Bob shipped out in April 1943 as an officer in the American Army. He was Jewish but, like the majority of American soldiers, he was completely unprepared for what he saw two years later at Dachau. “We got some vague information from periodicals, but nothing official. We never heard any rumors-nothing about what was really going on in Europe.”
In May 1945, while headquartered at Fürstenfeldbruck airfield, Bob drove into Dachau accompanied by another soldier who spoke Yiddish. They were able to communicate with some inmates.
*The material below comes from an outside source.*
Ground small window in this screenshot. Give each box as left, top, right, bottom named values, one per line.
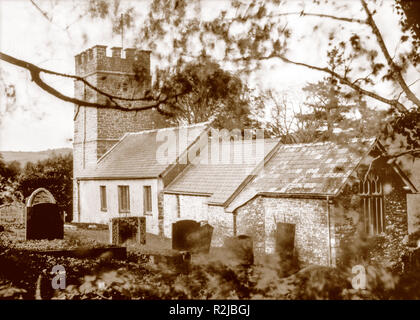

Bob says, “I can remember it clearly. All the houses in the town of Dachau had basements filled with different things. Some rooms had shoes, one had clothing, one had hair, and one had gold fillings.” He remembers the cages in which guards kept vicious dogs that could be unleashed on inmates standing in line for food. He noticed that the German officers’ quarters were neatly furnished. “I became sick, momentarily sick. How people could live so comfortably after doing these kinds of things to others…it was all just too much.”
Although Bob was in Dachau only four hours, the images from that visit are still vivid today. He says, “I became most affected by what I had seen” after returning home to Nashville. He realized that had it not been for an accident of geography, he and his family could have been among the Holocaust’s victims.